Obwohl das Amtsgericht die Strafe zur Bewährung aussetzte, war die eigentliche Strafe für den hier gegenständlichen Vorwurf deutlich überzogen und mit der vom Amtsgericht gegebenen Begründung nicht zu halten. Auf unsere Sprungrevision hin hob das Oberlandesgericht Karlsruhe das Urteil auf. Das Amtsgericht muss jetzt über den Fall neu entscheiden und wird dabei die Überlegungen des Oberlandesgerichts zu berücksichten haben.


Volltext der Entscheidung


OBERLANDESGERICHT KARLSRUHE
1. Strafsenat

Beschluss

Strafsache gegen
███████ █████████
aus █████████
wegen Verstößen gegen das BtmG
hier: Revision des Angeklagten

Das Oberlandesgericht Karlsruhe - 1. Strafsenat - hat durch die unterzeichnenden Richter am 11. Juli 2019 beschlossen:

1. Auf die Revision des Angeklagten wird das Urteil des Amtsgerichts Breiten vom 12. Februar 2019 mit den Feststellungen aufgehoben.
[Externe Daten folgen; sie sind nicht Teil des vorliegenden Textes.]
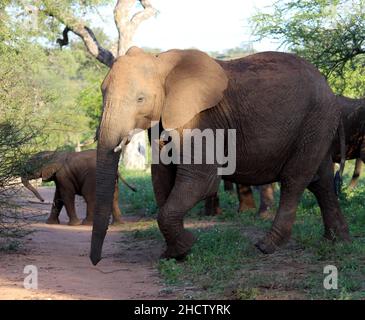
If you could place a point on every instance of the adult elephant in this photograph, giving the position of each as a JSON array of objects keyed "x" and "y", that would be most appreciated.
[
  {"x": 283, "y": 112},
  {"x": 245, "y": 199},
  {"x": 353, "y": 119},
  {"x": 73, "y": 174}
]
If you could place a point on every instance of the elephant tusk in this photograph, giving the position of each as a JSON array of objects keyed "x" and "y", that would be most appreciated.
[{"x": 121, "y": 146}]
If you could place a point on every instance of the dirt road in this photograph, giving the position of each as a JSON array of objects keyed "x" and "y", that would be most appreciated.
[{"x": 60, "y": 254}]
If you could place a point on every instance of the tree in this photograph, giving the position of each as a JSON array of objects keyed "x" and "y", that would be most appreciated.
[
  {"x": 328, "y": 33},
  {"x": 54, "y": 14}
]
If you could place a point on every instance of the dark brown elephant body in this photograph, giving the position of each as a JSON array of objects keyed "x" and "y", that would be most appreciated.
[
  {"x": 283, "y": 112},
  {"x": 353, "y": 119},
  {"x": 73, "y": 174}
]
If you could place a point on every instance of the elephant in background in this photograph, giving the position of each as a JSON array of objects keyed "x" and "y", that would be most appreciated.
[
  {"x": 281, "y": 108},
  {"x": 73, "y": 174}
]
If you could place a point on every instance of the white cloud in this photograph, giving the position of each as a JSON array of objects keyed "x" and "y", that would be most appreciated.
[{"x": 210, "y": 25}]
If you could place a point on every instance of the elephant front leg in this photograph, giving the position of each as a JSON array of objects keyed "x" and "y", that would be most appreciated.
[
  {"x": 69, "y": 201},
  {"x": 187, "y": 191},
  {"x": 356, "y": 174},
  {"x": 117, "y": 214},
  {"x": 57, "y": 206},
  {"x": 266, "y": 201}
]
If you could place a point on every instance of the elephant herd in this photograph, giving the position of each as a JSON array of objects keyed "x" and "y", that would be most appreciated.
[
  {"x": 289, "y": 128},
  {"x": 73, "y": 174}
]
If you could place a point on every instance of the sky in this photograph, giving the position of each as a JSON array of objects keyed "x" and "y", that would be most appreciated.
[{"x": 208, "y": 25}]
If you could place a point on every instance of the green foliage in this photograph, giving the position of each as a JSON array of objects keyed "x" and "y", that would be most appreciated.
[
  {"x": 328, "y": 33},
  {"x": 224, "y": 263}
]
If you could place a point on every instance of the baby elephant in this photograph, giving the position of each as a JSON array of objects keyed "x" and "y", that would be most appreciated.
[{"x": 73, "y": 174}]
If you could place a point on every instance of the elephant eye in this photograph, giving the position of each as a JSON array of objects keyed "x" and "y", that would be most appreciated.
[{"x": 140, "y": 99}]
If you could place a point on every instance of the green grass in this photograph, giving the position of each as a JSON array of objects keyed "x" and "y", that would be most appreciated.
[{"x": 225, "y": 264}]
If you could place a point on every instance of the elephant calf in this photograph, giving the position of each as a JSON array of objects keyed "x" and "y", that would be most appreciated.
[{"x": 73, "y": 174}]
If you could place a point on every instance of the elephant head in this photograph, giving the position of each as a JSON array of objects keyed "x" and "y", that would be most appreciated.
[
  {"x": 41, "y": 165},
  {"x": 173, "y": 87}
]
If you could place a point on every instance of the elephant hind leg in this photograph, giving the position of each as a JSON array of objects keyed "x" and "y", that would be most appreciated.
[
  {"x": 281, "y": 229},
  {"x": 334, "y": 222},
  {"x": 245, "y": 198},
  {"x": 57, "y": 206}
]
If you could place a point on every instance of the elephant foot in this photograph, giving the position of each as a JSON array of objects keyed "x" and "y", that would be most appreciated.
[
  {"x": 267, "y": 245},
  {"x": 74, "y": 222},
  {"x": 181, "y": 248},
  {"x": 87, "y": 222},
  {"x": 53, "y": 221}
]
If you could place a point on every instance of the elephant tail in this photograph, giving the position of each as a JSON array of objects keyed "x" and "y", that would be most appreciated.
[
  {"x": 339, "y": 174},
  {"x": 126, "y": 183}
]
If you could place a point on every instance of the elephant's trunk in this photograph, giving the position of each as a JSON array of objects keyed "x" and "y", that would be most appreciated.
[
  {"x": 27, "y": 184},
  {"x": 106, "y": 174}
]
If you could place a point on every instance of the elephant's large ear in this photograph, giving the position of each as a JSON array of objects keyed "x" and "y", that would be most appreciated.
[{"x": 194, "y": 82}]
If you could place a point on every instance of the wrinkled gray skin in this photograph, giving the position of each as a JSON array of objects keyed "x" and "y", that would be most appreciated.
[
  {"x": 73, "y": 174},
  {"x": 285, "y": 117},
  {"x": 353, "y": 118}
]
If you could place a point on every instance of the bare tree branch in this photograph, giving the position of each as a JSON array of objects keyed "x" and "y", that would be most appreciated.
[
  {"x": 127, "y": 27},
  {"x": 78, "y": 27}
]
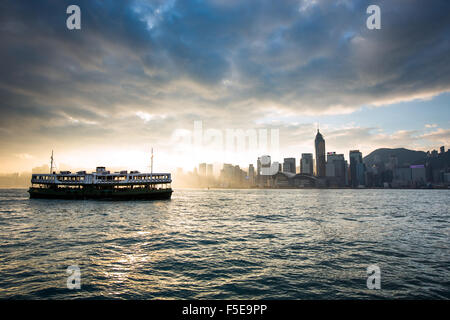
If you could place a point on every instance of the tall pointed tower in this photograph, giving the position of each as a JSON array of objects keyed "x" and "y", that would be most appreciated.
[{"x": 320, "y": 155}]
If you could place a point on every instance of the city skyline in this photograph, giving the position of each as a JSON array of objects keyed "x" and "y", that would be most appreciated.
[{"x": 138, "y": 71}]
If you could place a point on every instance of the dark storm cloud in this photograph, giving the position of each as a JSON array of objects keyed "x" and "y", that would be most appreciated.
[{"x": 219, "y": 59}]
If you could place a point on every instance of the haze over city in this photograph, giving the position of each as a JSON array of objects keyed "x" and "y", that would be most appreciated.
[{"x": 138, "y": 71}]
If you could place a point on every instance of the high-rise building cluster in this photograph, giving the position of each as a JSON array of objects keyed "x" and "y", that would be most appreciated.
[{"x": 327, "y": 170}]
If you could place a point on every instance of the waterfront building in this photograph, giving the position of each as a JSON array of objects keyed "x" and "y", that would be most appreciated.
[
  {"x": 289, "y": 165},
  {"x": 307, "y": 164},
  {"x": 251, "y": 175},
  {"x": 357, "y": 169},
  {"x": 202, "y": 169},
  {"x": 336, "y": 169},
  {"x": 209, "y": 170},
  {"x": 418, "y": 174},
  {"x": 320, "y": 155}
]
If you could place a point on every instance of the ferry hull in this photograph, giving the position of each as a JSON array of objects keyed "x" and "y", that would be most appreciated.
[{"x": 77, "y": 194}]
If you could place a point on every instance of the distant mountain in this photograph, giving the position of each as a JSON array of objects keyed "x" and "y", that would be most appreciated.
[{"x": 404, "y": 156}]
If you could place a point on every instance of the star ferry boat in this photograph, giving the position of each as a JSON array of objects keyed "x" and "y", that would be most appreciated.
[{"x": 101, "y": 185}]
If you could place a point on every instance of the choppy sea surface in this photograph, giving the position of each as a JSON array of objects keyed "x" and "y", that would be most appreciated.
[{"x": 229, "y": 244}]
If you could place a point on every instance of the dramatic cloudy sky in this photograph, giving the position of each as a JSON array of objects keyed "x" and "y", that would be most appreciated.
[{"x": 139, "y": 73}]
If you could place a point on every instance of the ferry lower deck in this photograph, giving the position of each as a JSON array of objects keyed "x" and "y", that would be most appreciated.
[{"x": 101, "y": 185}]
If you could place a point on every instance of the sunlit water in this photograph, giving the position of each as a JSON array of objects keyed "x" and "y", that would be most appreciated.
[{"x": 228, "y": 244}]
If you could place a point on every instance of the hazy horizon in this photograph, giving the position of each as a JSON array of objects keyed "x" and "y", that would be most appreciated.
[{"x": 140, "y": 71}]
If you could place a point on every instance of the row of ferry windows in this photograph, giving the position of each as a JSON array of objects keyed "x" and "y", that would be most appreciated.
[
  {"x": 121, "y": 178},
  {"x": 102, "y": 178}
]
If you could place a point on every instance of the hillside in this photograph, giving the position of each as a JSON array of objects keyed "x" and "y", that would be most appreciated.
[{"x": 404, "y": 156}]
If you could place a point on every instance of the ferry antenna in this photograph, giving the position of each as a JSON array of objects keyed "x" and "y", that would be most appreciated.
[
  {"x": 151, "y": 166},
  {"x": 51, "y": 163}
]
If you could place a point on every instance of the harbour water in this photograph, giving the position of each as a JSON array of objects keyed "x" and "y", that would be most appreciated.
[{"x": 229, "y": 244}]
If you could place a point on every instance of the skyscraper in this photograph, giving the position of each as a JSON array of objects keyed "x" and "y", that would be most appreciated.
[
  {"x": 202, "y": 169},
  {"x": 209, "y": 170},
  {"x": 320, "y": 155},
  {"x": 357, "y": 169},
  {"x": 289, "y": 165},
  {"x": 307, "y": 164}
]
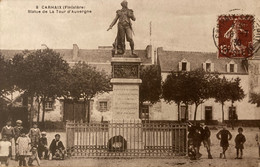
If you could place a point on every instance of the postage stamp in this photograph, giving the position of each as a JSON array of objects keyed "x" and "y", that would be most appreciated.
[{"x": 235, "y": 36}]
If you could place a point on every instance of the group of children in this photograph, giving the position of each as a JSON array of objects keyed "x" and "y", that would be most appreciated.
[
  {"x": 19, "y": 144},
  {"x": 198, "y": 134}
]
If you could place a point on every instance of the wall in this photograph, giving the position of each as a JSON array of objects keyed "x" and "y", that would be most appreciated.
[{"x": 245, "y": 110}]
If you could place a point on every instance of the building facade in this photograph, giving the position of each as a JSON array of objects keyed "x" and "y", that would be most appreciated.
[{"x": 210, "y": 111}]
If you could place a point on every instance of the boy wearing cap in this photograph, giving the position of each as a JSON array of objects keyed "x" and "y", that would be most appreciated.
[
  {"x": 17, "y": 132},
  {"x": 35, "y": 135},
  {"x": 8, "y": 130},
  {"x": 224, "y": 136},
  {"x": 17, "y": 129},
  {"x": 240, "y": 140},
  {"x": 57, "y": 149},
  {"x": 43, "y": 146}
]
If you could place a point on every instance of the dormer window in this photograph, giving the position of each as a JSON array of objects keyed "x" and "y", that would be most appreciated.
[
  {"x": 208, "y": 66},
  {"x": 184, "y": 65},
  {"x": 232, "y": 67}
]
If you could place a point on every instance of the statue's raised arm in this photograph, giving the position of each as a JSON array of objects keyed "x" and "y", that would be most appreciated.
[{"x": 125, "y": 30}]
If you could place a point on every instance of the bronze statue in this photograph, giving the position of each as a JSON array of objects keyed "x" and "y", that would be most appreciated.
[{"x": 125, "y": 29}]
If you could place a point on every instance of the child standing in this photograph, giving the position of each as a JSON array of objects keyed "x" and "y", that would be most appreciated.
[
  {"x": 35, "y": 135},
  {"x": 8, "y": 130},
  {"x": 240, "y": 140},
  {"x": 57, "y": 149},
  {"x": 197, "y": 142},
  {"x": 17, "y": 132},
  {"x": 224, "y": 136},
  {"x": 17, "y": 129},
  {"x": 23, "y": 148},
  {"x": 257, "y": 138},
  {"x": 43, "y": 146},
  {"x": 5, "y": 150}
]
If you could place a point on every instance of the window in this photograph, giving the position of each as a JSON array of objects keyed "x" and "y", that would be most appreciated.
[
  {"x": 232, "y": 113},
  {"x": 183, "y": 110},
  {"x": 232, "y": 68},
  {"x": 208, "y": 114},
  {"x": 103, "y": 106},
  {"x": 144, "y": 115},
  {"x": 49, "y": 105},
  {"x": 208, "y": 67},
  {"x": 184, "y": 66}
]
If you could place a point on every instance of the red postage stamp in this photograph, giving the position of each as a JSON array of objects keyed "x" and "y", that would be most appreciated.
[{"x": 235, "y": 33}]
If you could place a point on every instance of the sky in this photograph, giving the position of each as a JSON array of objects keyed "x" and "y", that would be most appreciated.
[{"x": 181, "y": 25}]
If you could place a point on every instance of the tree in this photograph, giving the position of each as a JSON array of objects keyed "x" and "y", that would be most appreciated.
[
  {"x": 150, "y": 88},
  {"x": 255, "y": 99},
  {"x": 86, "y": 82},
  {"x": 192, "y": 87},
  {"x": 41, "y": 75}
]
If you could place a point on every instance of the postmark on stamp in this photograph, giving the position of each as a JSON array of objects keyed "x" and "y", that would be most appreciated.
[{"x": 235, "y": 36}]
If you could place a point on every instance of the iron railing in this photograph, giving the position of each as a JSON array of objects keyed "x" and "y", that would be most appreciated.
[{"x": 126, "y": 139}]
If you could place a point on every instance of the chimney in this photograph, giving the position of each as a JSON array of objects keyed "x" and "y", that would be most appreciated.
[
  {"x": 149, "y": 51},
  {"x": 75, "y": 53}
]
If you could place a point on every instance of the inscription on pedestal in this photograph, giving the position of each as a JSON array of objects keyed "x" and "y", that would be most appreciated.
[
  {"x": 126, "y": 102},
  {"x": 125, "y": 71}
]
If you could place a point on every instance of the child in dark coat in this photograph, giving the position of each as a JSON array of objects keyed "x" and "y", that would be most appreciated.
[
  {"x": 240, "y": 140},
  {"x": 57, "y": 149},
  {"x": 197, "y": 142},
  {"x": 224, "y": 136},
  {"x": 43, "y": 146}
]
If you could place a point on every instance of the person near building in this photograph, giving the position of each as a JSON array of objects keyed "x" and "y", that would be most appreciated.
[
  {"x": 33, "y": 157},
  {"x": 8, "y": 131},
  {"x": 5, "y": 150},
  {"x": 17, "y": 132},
  {"x": 23, "y": 148},
  {"x": 57, "y": 149},
  {"x": 240, "y": 140},
  {"x": 35, "y": 135},
  {"x": 206, "y": 139},
  {"x": 43, "y": 146},
  {"x": 224, "y": 136}
]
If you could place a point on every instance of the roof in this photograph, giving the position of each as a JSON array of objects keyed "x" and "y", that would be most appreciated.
[{"x": 169, "y": 60}]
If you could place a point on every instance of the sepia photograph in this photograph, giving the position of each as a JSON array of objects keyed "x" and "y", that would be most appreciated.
[{"x": 129, "y": 83}]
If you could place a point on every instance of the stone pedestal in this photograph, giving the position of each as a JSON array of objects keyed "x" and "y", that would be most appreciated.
[
  {"x": 125, "y": 102},
  {"x": 126, "y": 81}
]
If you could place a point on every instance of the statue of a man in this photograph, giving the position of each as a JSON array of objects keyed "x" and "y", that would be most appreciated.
[{"x": 124, "y": 16}]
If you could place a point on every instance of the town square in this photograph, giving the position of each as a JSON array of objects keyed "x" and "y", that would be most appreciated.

2. Die Sache wird zu neuer Verhandlung und Entscheidung, auch über die Kosten des Rechtsmittels, an eine andere Abteilung des Amtsgerichts Breiten zurückverwiesen.

GRÜNDE:

I.

Das Amtsgericht Breiten verurteilte den Angeklagten am 12.02.2019 wegen „unerlaubten, gewerbsmäßigen Handeltreibens mit Betäubungsmitteln in vier tatmehrheitlichen Fällen sowie hierzu in Tatmehrheit wegen unerlaubten Besitzes von Betäubungsmitteln" zu einer zur Bewährung ausgesetzten Gesamtfreiheitsstrafe von einem Jahr und zwei Monaten. Hiergegen richtet sich die form- und fristgerecht eingelegte Revision des Angeklagten, die er auf die Verletzung sachlichen Rechtsstützt. Sein Rechtmittel hat mit der Sachrüge Erfolg. Die Verurteilung des Angeklagten hat keinen Bestand, da die Feststellungen lückenhaft sind und auch die Strafzumessung Rechtsfehler zum Nachteil des Angeklagten aufweist.

II.

Die Feststellungen tragen den Schuldspruch nicht.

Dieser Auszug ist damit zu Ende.